He will remain nonexecutive chairman of the company’s board of directors. With $95.2 billion in assets under management, Waddell & Reed is the 64th largest mutual fund group, according to MutualFundDirectory.org.

Sanders, 56, joined Waddell & Reed in 1998 as a portfolio manager and became chief investment officer in 2006.

Through much of his tenure, Herrmann has been one of Kansas City’s most widely cited voices on financial markets. He frequently offered concise assessments of complex situations.

“I’m under my desk,” Herrmann said in March 2008 amid the financial crisis as the Federal Reserve was working to keep investment bank Bear Stearns afloat.

The nation was in the grips of a credit crunch, Herrmann had surmised, and he’d never seen a credit crunch that didn’t lead to a recession. The recession that followed became known as the Great Recession.

As CEO, he also took steps to steady the company amid the tumult, with layoffs late that year aimed at cutting payroll costs by 15 percent. Revenues from managing Waddell & Reed mutual funds were being bludgeoned by a falling stock market that drained fund assets that were the basis of management fees.

“The market’s taken a cleaver to our assets under management,” Herrmann explained in November 2008.

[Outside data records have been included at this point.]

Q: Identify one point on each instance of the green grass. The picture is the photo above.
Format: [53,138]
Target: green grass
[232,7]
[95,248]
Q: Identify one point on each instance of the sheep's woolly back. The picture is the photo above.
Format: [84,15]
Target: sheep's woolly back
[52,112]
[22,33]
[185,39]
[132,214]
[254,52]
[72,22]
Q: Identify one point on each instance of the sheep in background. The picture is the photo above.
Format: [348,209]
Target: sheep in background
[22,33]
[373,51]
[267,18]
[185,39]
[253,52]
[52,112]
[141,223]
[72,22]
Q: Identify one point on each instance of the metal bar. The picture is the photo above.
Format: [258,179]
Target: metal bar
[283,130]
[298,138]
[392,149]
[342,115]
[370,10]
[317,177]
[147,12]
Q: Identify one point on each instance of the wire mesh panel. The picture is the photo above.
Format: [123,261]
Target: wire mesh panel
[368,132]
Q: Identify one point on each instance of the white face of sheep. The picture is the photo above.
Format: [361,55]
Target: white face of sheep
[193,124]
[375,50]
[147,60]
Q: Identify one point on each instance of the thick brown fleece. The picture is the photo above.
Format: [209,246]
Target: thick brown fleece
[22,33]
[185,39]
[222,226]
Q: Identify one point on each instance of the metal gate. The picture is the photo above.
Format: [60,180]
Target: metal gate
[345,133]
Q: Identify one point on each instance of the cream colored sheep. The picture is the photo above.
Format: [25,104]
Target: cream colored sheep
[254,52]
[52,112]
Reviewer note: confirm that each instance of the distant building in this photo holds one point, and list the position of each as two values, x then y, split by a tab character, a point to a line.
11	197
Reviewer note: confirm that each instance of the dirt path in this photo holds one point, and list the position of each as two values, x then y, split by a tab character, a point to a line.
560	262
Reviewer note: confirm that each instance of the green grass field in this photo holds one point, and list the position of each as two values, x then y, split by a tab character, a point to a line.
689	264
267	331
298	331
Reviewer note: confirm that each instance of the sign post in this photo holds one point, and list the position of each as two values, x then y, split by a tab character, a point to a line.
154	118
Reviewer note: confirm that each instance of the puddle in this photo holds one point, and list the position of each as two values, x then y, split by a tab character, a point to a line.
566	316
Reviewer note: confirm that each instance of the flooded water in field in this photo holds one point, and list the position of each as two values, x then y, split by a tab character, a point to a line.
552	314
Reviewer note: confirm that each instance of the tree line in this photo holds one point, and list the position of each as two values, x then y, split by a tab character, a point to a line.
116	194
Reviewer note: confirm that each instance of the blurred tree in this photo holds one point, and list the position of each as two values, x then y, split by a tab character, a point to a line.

Asset declines more recently have again led to layoffs at Waddell & Reed, pushing job losses to 10 percent of the company’s workforce this spring.

Herrmann had begun his tenure as CEO in 2005 amid turbulent times for the company.

His predecessor, Keith A. Tucker, was battling the IRS over a disputed tax shelter he’d purchased from KPMG, which was Waddell & Reed’s auditing firm at the time.

Waddell & Reed also settled regulatory questions over variable annuity exchanges — in part by paying investors $11 million in restitution — a month before Tucker stepped down in May 2005. The company elevated Herrmann to CEO.

Under Herrmann, the company also soon settled an eight-year battle with former Waddell & Reed broker Stephen Sawtelle by agreeing to pay $7.9 million.

Less than three years into Herrmann’s term as CEO, crosstown rival American Century Investments paid Waddell & Reed a $145 million compliment. It had that much invested in Waddell & Reed’s publicly traded stock, becoming its single largest shareholder with a 5.4 percent stake.

“It’s flattering,” Herrmann said at the time, acknowledging he was “a little surprised” to learn American Century had become his largest shareholder.